4. Hope and Gratitude

Hope and gratitude will be important as we get back to our routines. Hopes for the future will need to be explored pointing the way forward to a happier time. Trying to remain hopeful is difficult when we are faced with challenges, but it is important to tell the children that by working together and sharing feelings with others we can get through things. Promoting gratitude and celebrating being thankful for the small things in life will be equally important.

Activities:

  • Create a dreamcatcher and ask children to add their hopes and dreams to it
  • Show kindness to others – encourage random acts of kindness
  • A cup of kindness box for children and staff to try and fill each week and share them with each other with a reward if you can fill it!
  • A time capsule could be buried along with artwork, pieces of writing about lockdown and their hopes for the future will help consolidate their thinking
  • Remind children to take notice of what is around them, take time out in the day to pause and take in their surroundings, they could go on a sensory walk outside in the school grounds, appreciate nature. Encourage them to be thankful for the small things
  • Create a Gratitude Display of all the things your class and staff are grateful for when they return.

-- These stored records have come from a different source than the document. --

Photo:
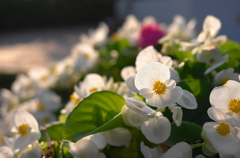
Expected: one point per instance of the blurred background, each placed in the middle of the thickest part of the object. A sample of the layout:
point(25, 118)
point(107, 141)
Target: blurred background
point(38, 32)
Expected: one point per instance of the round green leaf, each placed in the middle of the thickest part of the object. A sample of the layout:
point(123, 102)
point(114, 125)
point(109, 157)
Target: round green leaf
point(93, 114)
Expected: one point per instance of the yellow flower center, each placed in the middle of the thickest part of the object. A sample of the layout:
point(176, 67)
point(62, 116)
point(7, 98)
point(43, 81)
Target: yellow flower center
point(23, 129)
point(86, 56)
point(46, 119)
point(234, 106)
point(74, 99)
point(29, 85)
point(159, 87)
point(43, 78)
point(93, 90)
point(40, 107)
point(223, 129)
point(225, 80)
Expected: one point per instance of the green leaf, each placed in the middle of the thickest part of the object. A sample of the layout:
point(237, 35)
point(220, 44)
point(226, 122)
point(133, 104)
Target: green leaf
point(95, 113)
point(54, 131)
point(181, 55)
point(188, 131)
point(192, 70)
point(201, 90)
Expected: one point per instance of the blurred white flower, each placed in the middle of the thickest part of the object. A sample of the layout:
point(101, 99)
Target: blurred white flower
point(26, 129)
point(151, 152)
point(88, 147)
point(223, 76)
point(205, 40)
point(24, 87)
point(85, 57)
point(96, 37)
point(118, 136)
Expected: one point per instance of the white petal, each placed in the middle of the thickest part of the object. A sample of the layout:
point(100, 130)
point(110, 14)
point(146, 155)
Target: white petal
point(179, 150)
point(131, 85)
point(187, 100)
point(169, 98)
point(118, 136)
point(211, 25)
point(156, 131)
point(167, 61)
point(98, 139)
point(84, 148)
point(170, 84)
point(228, 144)
point(128, 72)
point(177, 114)
point(138, 106)
point(150, 152)
point(22, 117)
point(174, 75)
point(132, 118)
point(217, 115)
point(23, 141)
point(145, 57)
point(146, 93)
point(6, 151)
point(151, 73)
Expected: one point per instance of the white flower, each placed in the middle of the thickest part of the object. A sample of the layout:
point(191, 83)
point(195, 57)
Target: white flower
point(132, 118)
point(32, 150)
point(6, 152)
point(8, 102)
point(84, 148)
point(118, 136)
point(85, 57)
point(151, 152)
point(187, 100)
point(180, 150)
point(24, 87)
point(227, 99)
point(222, 133)
point(223, 76)
point(213, 57)
point(42, 76)
point(149, 55)
point(205, 39)
point(154, 83)
point(127, 72)
point(157, 129)
point(138, 106)
point(25, 128)
point(130, 29)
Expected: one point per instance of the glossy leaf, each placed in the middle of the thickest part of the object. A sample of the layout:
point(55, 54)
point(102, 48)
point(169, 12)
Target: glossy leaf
point(96, 113)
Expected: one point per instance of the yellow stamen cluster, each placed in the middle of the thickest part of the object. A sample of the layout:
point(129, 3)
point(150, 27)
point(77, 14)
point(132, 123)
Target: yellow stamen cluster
point(74, 99)
point(40, 107)
point(86, 56)
point(225, 80)
point(43, 78)
point(234, 106)
point(23, 129)
point(159, 87)
point(93, 90)
point(223, 129)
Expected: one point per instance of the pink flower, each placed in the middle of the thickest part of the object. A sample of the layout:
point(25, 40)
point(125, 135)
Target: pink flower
point(150, 34)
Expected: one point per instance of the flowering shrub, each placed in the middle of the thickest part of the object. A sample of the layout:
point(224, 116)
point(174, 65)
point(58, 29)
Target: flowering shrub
point(178, 96)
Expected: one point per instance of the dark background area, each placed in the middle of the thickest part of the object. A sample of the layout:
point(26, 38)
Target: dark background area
point(18, 15)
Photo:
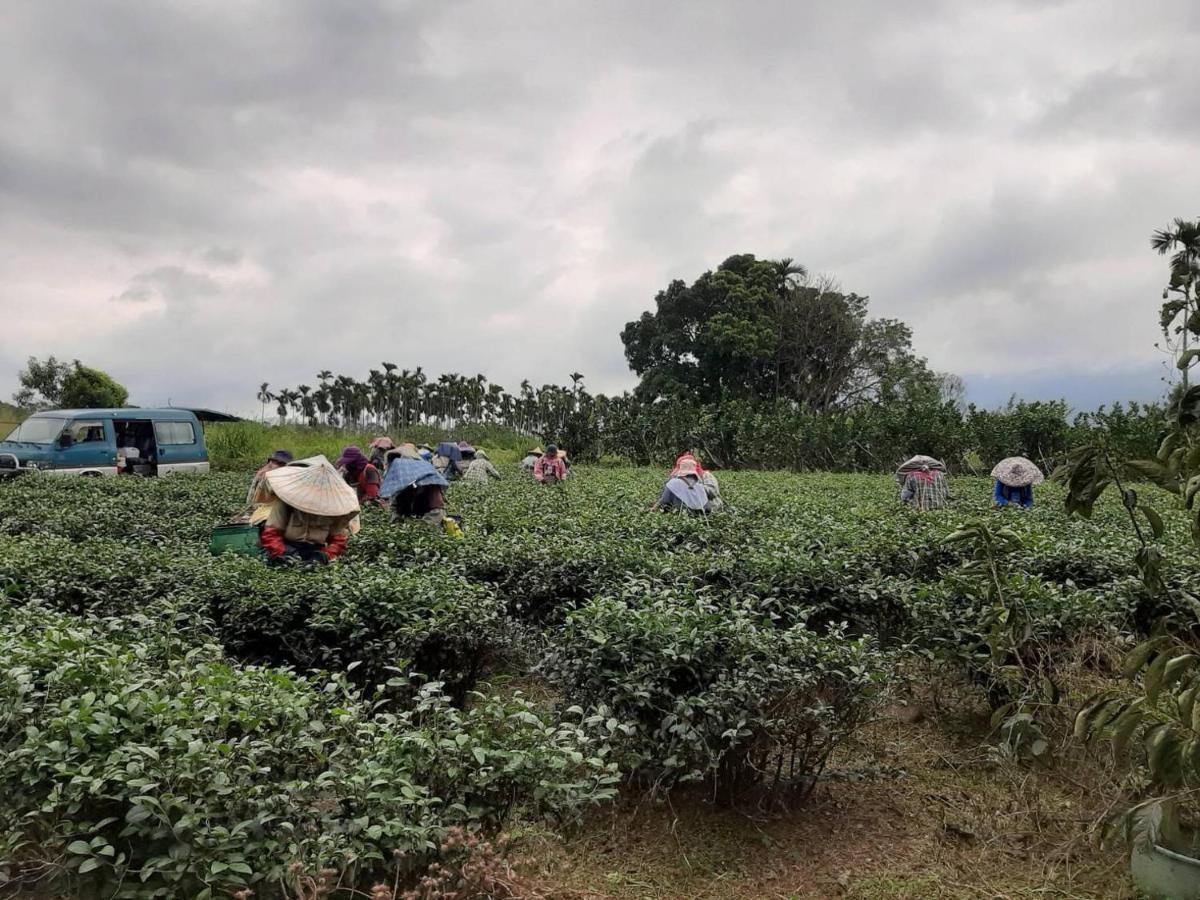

They could write thank you letters to someone who has done something special for them, write poems and draw pictures of people they are grateful for

Our communities have suffered trauma. If we do not respond to their return with a curriculum rich in a mindful, nurturing way, we will not be addressing the sense of loss felt by all. Forget catch up, until our children feel safe and have built up their social interactions and routines and only then will they be ready to learn.

Art, creativity, books and music around the themes of safety, reconnecting, loss and hope will bring smiles back to the faces of our children and teachers. When we are all smiling again, we can begin to learn once more. September should be a new beginning and a chance for a time to heal.